Concerns over artificial-intelligence spending are coming to a head, with investors fearing the formation of a trillion-dollar bubble. It’s no problem for Microsoft.
That’s according to D.A. Davidson analyst Gil Luria, who reiterated a Buy rating and $650 price target on the shares Thursday, arguing that Microsoft was poised to be “the biggest winner in the AI ramp.” Shares closed higher 0.7% at $480.84, in line with the benchmark S&P 500.
Luria didn’t outright deny the existence of an AI bubble—but he didn’t come down on one side of the argument, either. In any case, Microsoft offers “the best AI exposure, bubble or no bubble,” he wrote.
Luria struck an incrementally more negative tone regarding OpenAI, the private company often viewed as the poster child of the AI trade, which is so influential that major partners like Oracle are viewed as a proxy for it.
“While we have been very, very critical of OpenAI and some of its behavior, we do not believe it is going away,” Luria wrote, noting that ChatGPT, its biggest offering, has captured roughly 75% share of the AI chat market.

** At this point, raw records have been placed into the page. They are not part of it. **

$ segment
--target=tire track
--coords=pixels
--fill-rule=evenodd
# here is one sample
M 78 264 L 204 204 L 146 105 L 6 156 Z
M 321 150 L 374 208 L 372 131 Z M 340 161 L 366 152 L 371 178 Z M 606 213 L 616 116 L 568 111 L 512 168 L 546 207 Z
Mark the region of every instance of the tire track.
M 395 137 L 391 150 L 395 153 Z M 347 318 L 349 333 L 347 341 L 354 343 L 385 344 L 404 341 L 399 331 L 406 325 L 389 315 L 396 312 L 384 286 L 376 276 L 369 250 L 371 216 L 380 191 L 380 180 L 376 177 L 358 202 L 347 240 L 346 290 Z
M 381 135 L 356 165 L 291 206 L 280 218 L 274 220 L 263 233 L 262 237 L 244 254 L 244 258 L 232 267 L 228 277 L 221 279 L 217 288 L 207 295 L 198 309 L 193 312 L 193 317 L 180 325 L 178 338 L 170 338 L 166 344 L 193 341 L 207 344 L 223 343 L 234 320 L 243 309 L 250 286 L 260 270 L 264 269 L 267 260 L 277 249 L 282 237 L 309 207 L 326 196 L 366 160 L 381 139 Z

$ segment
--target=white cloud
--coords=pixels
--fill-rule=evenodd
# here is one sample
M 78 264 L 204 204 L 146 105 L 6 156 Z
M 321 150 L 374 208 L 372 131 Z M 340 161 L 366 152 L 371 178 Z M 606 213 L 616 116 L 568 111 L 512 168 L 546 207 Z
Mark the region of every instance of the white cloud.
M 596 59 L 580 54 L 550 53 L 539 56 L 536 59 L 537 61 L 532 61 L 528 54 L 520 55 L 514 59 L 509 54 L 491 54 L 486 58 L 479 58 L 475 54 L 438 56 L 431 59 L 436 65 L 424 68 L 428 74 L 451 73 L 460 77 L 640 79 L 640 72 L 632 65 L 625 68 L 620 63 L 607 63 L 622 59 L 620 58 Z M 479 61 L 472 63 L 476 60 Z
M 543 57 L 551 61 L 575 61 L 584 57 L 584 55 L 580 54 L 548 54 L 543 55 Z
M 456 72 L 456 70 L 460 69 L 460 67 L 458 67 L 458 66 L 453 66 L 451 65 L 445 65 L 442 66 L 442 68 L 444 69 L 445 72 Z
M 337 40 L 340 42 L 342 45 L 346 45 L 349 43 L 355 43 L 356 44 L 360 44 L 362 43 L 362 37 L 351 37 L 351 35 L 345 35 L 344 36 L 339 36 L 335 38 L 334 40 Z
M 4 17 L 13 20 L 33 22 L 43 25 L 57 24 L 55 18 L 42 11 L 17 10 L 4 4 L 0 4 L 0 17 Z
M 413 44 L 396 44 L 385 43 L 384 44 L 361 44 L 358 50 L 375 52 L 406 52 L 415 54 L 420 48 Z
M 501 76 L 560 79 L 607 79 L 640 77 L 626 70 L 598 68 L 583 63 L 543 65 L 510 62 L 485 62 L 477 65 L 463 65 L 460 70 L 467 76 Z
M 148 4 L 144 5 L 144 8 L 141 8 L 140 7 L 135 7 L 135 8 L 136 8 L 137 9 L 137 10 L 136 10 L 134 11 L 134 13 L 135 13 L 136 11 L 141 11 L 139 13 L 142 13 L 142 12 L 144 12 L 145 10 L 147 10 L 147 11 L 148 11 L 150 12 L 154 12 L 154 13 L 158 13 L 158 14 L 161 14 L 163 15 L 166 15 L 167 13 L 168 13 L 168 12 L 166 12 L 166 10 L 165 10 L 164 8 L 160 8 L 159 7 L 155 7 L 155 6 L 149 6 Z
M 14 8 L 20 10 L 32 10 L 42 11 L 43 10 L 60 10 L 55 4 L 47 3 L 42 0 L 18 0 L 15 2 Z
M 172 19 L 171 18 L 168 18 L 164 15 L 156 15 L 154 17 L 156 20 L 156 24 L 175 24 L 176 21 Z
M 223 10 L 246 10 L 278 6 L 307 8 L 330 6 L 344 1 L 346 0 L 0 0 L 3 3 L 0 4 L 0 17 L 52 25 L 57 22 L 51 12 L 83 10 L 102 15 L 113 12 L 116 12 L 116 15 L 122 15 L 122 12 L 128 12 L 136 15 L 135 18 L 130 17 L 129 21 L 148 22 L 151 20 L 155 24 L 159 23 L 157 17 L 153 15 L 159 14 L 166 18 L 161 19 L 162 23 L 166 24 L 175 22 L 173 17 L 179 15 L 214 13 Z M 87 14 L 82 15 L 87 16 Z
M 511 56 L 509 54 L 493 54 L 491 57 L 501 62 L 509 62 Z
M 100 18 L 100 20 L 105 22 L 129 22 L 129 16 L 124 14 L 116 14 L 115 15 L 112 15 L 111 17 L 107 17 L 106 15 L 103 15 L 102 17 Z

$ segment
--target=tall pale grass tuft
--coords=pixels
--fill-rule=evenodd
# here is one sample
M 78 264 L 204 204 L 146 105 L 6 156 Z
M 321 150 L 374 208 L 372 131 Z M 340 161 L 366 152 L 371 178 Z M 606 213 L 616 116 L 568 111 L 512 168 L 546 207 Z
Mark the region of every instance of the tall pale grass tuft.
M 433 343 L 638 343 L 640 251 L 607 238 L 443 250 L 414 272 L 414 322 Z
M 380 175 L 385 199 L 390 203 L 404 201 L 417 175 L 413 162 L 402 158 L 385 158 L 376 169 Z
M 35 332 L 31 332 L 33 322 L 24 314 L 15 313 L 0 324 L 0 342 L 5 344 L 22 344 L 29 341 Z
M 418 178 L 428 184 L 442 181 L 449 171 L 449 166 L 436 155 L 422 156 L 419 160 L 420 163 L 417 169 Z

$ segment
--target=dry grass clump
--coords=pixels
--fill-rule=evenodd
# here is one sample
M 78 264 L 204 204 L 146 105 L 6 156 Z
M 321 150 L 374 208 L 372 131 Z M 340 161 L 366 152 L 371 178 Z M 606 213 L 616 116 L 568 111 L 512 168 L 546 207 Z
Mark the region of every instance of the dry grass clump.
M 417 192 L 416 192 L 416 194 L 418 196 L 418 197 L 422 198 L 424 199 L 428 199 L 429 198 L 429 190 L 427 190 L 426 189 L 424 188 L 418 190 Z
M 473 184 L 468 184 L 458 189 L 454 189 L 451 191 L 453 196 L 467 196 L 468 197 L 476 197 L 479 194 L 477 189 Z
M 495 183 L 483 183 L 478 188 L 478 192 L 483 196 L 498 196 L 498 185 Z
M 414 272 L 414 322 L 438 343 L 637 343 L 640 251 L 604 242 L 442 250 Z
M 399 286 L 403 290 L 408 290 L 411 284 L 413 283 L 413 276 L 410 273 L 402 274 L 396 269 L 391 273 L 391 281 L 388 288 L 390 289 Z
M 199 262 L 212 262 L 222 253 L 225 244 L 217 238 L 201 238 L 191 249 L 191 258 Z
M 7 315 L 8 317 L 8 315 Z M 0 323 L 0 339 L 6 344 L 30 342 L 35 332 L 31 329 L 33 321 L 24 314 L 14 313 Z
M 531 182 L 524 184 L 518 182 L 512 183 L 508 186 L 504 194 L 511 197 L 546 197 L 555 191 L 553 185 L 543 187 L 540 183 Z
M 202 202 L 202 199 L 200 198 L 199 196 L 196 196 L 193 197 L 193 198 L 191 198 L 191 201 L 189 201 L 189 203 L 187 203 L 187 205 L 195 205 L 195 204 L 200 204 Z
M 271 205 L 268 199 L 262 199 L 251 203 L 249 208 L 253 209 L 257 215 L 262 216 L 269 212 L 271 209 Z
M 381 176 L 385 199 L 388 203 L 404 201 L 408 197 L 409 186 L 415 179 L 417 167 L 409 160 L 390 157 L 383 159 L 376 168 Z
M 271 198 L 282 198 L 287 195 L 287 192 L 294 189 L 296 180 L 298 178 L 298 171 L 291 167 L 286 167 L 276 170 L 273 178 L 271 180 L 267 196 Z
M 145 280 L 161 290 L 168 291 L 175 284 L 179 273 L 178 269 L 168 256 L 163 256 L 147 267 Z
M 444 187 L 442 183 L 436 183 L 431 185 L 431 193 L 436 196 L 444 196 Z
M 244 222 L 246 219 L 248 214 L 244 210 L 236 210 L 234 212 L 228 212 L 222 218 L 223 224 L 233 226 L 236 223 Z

In a best-case scenario in which OpenAI hones its focuses and renegotiates its contracts with marginal players, “Microsoft will be front of the line for spend given its ownership stake and deep integration into the most valuable pieces of OpenAI’s compute,” Luria asserted.

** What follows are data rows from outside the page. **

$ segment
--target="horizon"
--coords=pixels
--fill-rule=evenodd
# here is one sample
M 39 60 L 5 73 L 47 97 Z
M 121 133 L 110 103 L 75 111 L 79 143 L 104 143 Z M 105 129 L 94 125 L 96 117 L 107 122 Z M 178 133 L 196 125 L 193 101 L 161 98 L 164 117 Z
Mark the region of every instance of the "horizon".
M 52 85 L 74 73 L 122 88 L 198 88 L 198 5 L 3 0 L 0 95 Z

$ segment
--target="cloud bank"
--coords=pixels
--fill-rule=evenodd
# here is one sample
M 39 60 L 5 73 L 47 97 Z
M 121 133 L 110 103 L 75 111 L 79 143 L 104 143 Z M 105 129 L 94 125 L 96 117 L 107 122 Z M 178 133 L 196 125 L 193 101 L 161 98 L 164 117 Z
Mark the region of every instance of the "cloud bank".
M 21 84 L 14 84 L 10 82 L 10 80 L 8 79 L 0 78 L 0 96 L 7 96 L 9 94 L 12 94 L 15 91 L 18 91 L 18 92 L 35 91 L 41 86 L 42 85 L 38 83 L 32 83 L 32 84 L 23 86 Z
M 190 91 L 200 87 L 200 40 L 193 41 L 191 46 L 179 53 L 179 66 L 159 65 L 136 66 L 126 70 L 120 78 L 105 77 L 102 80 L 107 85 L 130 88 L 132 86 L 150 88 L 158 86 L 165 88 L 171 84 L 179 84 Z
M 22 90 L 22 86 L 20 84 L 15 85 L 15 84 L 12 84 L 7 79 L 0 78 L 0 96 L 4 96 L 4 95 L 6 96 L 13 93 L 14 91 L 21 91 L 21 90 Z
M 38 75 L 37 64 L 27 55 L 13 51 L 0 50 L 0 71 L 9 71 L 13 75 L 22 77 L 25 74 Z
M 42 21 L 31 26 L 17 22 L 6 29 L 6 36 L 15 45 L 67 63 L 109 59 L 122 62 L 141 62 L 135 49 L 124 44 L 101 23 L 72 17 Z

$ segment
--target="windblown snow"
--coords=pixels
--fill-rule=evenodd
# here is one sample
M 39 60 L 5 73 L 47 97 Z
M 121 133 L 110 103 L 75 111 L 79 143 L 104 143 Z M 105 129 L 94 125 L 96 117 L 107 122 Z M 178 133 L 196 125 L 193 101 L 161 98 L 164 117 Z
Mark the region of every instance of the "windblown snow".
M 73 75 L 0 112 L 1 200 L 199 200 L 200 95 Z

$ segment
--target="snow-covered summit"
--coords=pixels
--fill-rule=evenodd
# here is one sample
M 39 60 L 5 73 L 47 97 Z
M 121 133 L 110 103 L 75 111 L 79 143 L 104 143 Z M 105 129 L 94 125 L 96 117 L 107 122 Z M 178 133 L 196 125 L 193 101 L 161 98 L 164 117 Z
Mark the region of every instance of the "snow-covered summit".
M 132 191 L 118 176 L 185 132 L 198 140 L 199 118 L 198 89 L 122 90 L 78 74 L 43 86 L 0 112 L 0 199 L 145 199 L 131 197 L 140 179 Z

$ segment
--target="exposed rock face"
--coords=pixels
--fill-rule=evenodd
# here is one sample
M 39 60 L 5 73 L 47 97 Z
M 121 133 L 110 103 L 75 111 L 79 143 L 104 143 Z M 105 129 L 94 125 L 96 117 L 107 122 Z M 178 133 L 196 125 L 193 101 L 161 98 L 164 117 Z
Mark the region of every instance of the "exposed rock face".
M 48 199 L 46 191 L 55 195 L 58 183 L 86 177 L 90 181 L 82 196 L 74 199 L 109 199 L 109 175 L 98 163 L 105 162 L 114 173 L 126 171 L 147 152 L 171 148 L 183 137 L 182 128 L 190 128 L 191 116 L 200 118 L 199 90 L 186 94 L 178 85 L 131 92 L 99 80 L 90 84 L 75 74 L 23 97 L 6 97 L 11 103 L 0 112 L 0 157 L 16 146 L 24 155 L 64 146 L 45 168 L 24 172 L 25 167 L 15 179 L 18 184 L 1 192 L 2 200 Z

He projects that Microsoft gets more than half of its Azure AI revenue from OpenAI, as well as 6% of total revenue. At its core, Azure is a suite of cloud-based services, which includes tools for building and scaling AI applications.
Microsoft has continually added more AI functionality to the platform. In 2021, the company rolled out Azure OpenAI, providing users access to OpenAI’s chatbots over the cloud. The service became generally available in 2023.

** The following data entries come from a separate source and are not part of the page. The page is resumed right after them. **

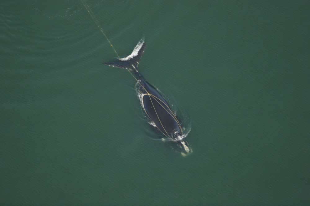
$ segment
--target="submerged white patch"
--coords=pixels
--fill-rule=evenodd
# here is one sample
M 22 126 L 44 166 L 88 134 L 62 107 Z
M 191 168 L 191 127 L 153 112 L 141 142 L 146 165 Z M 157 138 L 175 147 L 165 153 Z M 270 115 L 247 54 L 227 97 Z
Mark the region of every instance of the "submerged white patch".
M 138 44 L 137 44 L 137 45 L 134 48 L 134 50 L 132 51 L 131 53 L 126 57 L 124 57 L 123 58 L 120 58 L 119 59 L 122 61 L 127 61 L 135 57 L 138 55 L 138 52 L 139 52 L 139 50 L 140 50 L 140 49 L 141 48 L 141 47 L 142 47 L 142 45 L 143 45 L 144 43 L 144 40 L 142 39 L 138 43 Z
M 184 148 L 184 149 L 185 149 L 185 151 L 186 151 L 186 152 L 189 152 L 189 149 L 188 147 L 186 146 L 186 145 L 185 144 L 185 142 L 184 142 L 184 141 L 182 141 L 181 142 L 181 143 L 183 145 L 183 147 Z

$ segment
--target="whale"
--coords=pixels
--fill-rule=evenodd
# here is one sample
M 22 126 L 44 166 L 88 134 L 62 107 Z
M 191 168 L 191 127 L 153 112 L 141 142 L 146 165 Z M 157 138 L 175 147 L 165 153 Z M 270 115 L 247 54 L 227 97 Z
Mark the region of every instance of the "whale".
M 104 65 L 129 70 L 137 81 L 137 90 L 141 105 L 151 124 L 154 126 L 164 141 L 171 142 L 170 145 L 183 156 L 192 152 L 182 128 L 182 123 L 167 101 L 154 86 L 148 82 L 137 67 L 146 46 L 141 40 L 131 54 L 117 60 L 103 63 Z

D.A. Davidson’s proprietary developer data “continues to show strong growth in Azure,” Luria wrote on Thursday. “Azure continued to significantly outperform Google Cloud and AWS in the September quarter, and we expect those trends to continue.”
Other firms have been similarly positive. As far back as May, UBS analysts remarked that Azure was outpacing cloud offerings from Amazon and Google as core sequential dollar growth rose 62% in the third quarter, outstripping single-digit percentage gains among its peers.
While it was difficult to grasp why at the time, analysts suspected a shift away from other Microsoft services was contributing disproportionately to Azure’s outperformance.
Microsoft said at the end of fiscal 2025 that Azure had topped $75 billion in revenue, marking a 34% increase from the prior year. As the company previously lumped Azure revenue into its “Intelligent Cloud” segment, the disclosure appeared to signal Microsoft’s confidence that the results could stand on their own.
Luria noted that Microsoft deliberately carved off “demanding, lumpy and unpredictable pre-training compute” to CoreWeave and Oracle, while retaining OpenAI’s API compute spend.
An API, or application programming interface, allows software components to communicate with each other. In OpenAI’s case, this essentially allows other companies to integrate its generative AI models into their own software.
“The API portion is the most profitable part of OpenAI’s business, which makes it more sustainable,” Luria wrote. “It is also the volume that allows Microsoft to upsell data fabric and other infrastructure software, thus getting growth leverage and lifting AI margins overall.”
At the same time, Microsoft has diversified its bets by investing in Anthropic as well as the development of its own AI. This makes Microsoft and Amazon the only agnostic AI compute providers, while Google and Meta Platforms are tied to the possibility of succeeding with their own models—a higher-stakes approach.
There’s no overlooking Microsoft’s deep ties to OpenAI. The partners have worked together since 2019, just months after OpenAI began its transition to a for-profit structure. Today, Microsoft has a significant stake in OpenAI Group Public Benefit Corporation, which was valued at roughly $135 billion as of the end of October.